We aimed to estimate the status of risk factor control after ischemic stroke or transient ischemic attack (IS/TIA), and the influence on recurrent stroke in rural communities of northeastern China.
This population‐based, prospective cohort study enrolled adults aged ≥35 years residing in rural northeastern China. We conducted cardiovascular health examinations in 2012–2015 and followed up in 2018 to record any cardiovascular event. Control of risk factors after IS/TIA was determined through a baseline survey. The Cox proportional hazard model was used to evaluate the relationship between uncontrolled risk factors and stroke recurrence.

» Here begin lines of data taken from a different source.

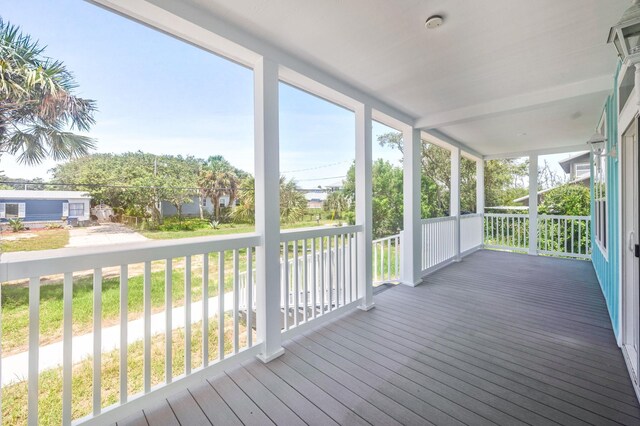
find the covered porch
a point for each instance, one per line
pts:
(288, 326)
(499, 338)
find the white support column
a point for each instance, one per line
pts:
(364, 209)
(533, 204)
(410, 243)
(480, 194)
(267, 189)
(454, 202)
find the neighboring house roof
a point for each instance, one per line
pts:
(315, 196)
(42, 195)
(544, 191)
(581, 157)
(508, 208)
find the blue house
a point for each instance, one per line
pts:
(614, 205)
(35, 207)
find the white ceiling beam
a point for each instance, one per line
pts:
(436, 137)
(522, 102)
(218, 36)
(543, 151)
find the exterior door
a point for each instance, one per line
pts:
(630, 263)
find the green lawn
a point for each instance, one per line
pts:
(225, 229)
(45, 239)
(14, 397)
(15, 301)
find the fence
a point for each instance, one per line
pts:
(215, 312)
(557, 235)
(386, 259)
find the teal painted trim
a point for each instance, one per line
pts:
(607, 267)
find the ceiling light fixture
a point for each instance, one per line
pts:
(434, 22)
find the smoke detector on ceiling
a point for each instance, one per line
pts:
(434, 22)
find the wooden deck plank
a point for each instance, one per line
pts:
(323, 400)
(423, 361)
(416, 382)
(187, 411)
(311, 414)
(587, 398)
(511, 335)
(479, 336)
(398, 389)
(498, 338)
(161, 414)
(365, 409)
(214, 406)
(412, 412)
(246, 410)
(136, 419)
(275, 409)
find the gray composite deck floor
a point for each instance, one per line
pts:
(499, 338)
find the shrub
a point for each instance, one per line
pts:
(16, 225)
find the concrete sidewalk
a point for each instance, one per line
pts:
(15, 368)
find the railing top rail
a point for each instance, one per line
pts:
(316, 232)
(390, 237)
(470, 215)
(515, 215)
(20, 265)
(439, 219)
(558, 216)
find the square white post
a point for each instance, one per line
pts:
(454, 201)
(533, 204)
(480, 195)
(364, 205)
(410, 243)
(267, 189)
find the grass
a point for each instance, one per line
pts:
(15, 301)
(225, 229)
(45, 239)
(15, 298)
(14, 397)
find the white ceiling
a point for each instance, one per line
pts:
(495, 69)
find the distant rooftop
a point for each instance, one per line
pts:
(42, 195)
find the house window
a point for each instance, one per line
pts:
(76, 209)
(600, 194)
(11, 210)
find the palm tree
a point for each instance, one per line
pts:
(37, 105)
(215, 184)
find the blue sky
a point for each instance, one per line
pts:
(160, 95)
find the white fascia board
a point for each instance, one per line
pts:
(517, 103)
(544, 151)
(215, 35)
(444, 141)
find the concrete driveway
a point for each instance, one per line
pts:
(103, 234)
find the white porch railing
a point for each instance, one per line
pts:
(386, 259)
(438, 245)
(470, 232)
(563, 236)
(506, 231)
(319, 275)
(318, 272)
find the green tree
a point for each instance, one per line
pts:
(38, 110)
(336, 204)
(293, 203)
(570, 200)
(132, 183)
(387, 197)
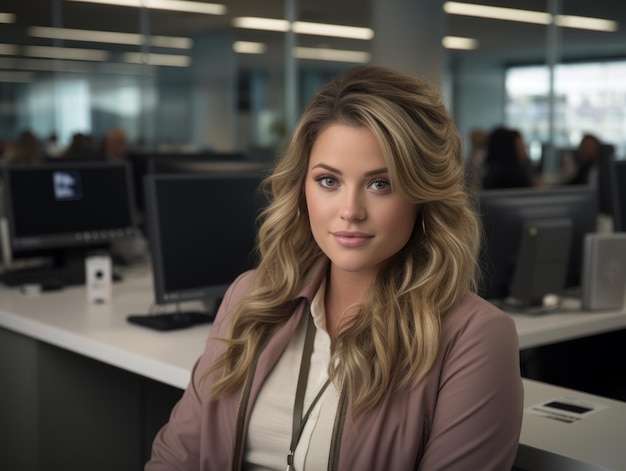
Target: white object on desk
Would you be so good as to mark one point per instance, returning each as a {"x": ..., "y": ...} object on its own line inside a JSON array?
[
  {"x": 592, "y": 440},
  {"x": 98, "y": 278}
]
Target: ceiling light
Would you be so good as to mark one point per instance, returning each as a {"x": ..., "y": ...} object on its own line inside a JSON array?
[
  {"x": 336, "y": 31},
  {"x": 581, "y": 22},
  {"x": 45, "y": 65},
  {"x": 249, "y": 47},
  {"x": 264, "y": 24},
  {"x": 498, "y": 13},
  {"x": 8, "y": 50},
  {"x": 109, "y": 37},
  {"x": 172, "y": 5},
  {"x": 66, "y": 53},
  {"x": 7, "y": 18},
  {"x": 16, "y": 77},
  {"x": 528, "y": 16},
  {"x": 331, "y": 55},
  {"x": 303, "y": 27},
  {"x": 170, "y": 60},
  {"x": 456, "y": 42}
]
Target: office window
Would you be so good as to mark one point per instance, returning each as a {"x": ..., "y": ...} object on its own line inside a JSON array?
[{"x": 589, "y": 97}]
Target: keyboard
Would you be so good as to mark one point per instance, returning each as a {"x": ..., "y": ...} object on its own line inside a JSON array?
[{"x": 171, "y": 320}]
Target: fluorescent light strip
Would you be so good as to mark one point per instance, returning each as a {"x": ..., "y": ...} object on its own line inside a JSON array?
[
  {"x": 171, "y": 5},
  {"x": 7, "y": 18},
  {"x": 16, "y": 77},
  {"x": 66, "y": 53},
  {"x": 8, "y": 50},
  {"x": 249, "y": 47},
  {"x": 264, "y": 24},
  {"x": 498, "y": 13},
  {"x": 108, "y": 37},
  {"x": 303, "y": 27},
  {"x": 336, "y": 31},
  {"x": 528, "y": 16},
  {"x": 582, "y": 22},
  {"x": 457, "y": 42},
  {"x": 45, "y": 65},
  {"x": 338, "y": 55},
  {"x": 170, "y": 60}
]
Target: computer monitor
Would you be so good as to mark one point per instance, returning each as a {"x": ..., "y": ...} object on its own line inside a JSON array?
[
  {"x": 63, "y": 211},
  {"x": 201, "y": 232},
  {"x": 619, "y": 212},
  {"x": 504, "y": 214},
  {"x": 607, "y": 183}
]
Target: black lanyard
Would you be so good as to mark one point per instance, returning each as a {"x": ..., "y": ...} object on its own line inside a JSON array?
[{"x": 298, "y": 419}]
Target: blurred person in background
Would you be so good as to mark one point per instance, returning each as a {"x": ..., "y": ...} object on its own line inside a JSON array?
[
  {"x": 588, "y": 156},
  {"x": 25, "y": 150},
  {"x": 507, "y": 162}
]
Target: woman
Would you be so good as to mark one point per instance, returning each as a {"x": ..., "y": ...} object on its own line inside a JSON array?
[{"x": 358, "y": 343}]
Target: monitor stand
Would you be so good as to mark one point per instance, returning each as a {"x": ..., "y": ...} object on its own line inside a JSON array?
[
  {"x": 66, "y": 267},
  {"x": 180, "y": 319},
  {"x": 171, "y": 320}
]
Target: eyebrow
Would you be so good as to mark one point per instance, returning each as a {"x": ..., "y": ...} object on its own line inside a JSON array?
[{"x": 377, "y": 171}]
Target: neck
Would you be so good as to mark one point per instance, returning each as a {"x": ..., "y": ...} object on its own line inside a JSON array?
[{"x": 344, "y": 295}]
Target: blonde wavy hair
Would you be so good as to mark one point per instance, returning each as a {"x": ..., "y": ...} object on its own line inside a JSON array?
[{"x": 394, "y": 340}]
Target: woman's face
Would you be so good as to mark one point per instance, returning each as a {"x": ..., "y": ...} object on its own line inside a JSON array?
[{"x": 356, "y": 218}]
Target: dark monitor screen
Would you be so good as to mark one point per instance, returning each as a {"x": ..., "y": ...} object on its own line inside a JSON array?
[
  {"x": 202, "y": 231},
  {"x": 159, "y": 163},
  {"x": 68, "y": 205},
  {"x": 619, "y": 213},
  {"x": 504, "y": 213}
]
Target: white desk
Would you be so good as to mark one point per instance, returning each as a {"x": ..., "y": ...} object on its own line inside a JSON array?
[
  {"x": 65, "y": 319},
  {"x": 535, "y": 330},
  {"x": 101, "y": 332}
]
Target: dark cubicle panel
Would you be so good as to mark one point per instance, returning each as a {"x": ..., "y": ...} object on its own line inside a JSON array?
[{"x": 65, "y": 411}]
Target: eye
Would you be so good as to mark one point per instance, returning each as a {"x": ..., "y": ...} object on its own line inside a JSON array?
[
  {"x": 327, "y": 181},
  {"x": 380, "y": 185}
]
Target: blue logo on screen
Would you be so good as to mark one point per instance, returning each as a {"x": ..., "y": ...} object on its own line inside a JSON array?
[{"x": 67, "y": 185}]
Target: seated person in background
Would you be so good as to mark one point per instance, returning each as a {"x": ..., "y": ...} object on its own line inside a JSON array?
[
  {"x": 507, "y": 163},
  {"x": 80, "y": 148},
  {"x": 475, "y": 162},
  {"x": 115, "y": 145},
  {"x": 588, "y": 156},
  {"x": 27, "y": 149},
  {"x": 362, "y": 309}
]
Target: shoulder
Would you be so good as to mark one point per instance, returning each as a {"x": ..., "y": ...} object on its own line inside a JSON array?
[
  {"x": 234, "y": 293},
  {"x": 475, "y": 324}
]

Of the 10,700 participants, 575 were diagnosed with IS/TIA and were included in the analysis. At baseline, the rates of control of risk factors were as follows: fasting plasma glucose (FPG), 81.6%; not currently smoking, 65.7%; and achieving physical activity targets, 61%. Blood pressure (BP), low‐density lipoprotein cholesterol (LDL‐C), and body mass index (BMI) were poorly controlled (28.3%, 26.3%, and 37.4%, respectively). The rate of stroke recurrence was 12% during a median follow‐up of 4.43 years. After adjusting for age, sex, ethnicity, family history of stroke, and current drinking, uncontrolled BP and not achieving physical exercise targets were associated with an increased risk of recurrence (hazard ratios: 2.081, 1.685, respectively; p < .05). Uncontrolled FPG, BMI, or LDL‐C and current smoking did not significantly influence recurrent risk (p > .05).
Control of risk factors after IS/TIA needs to be improved in rural communities of northeastern China to prevent recurrence and thus alleviate the public health and economic burden of stroke.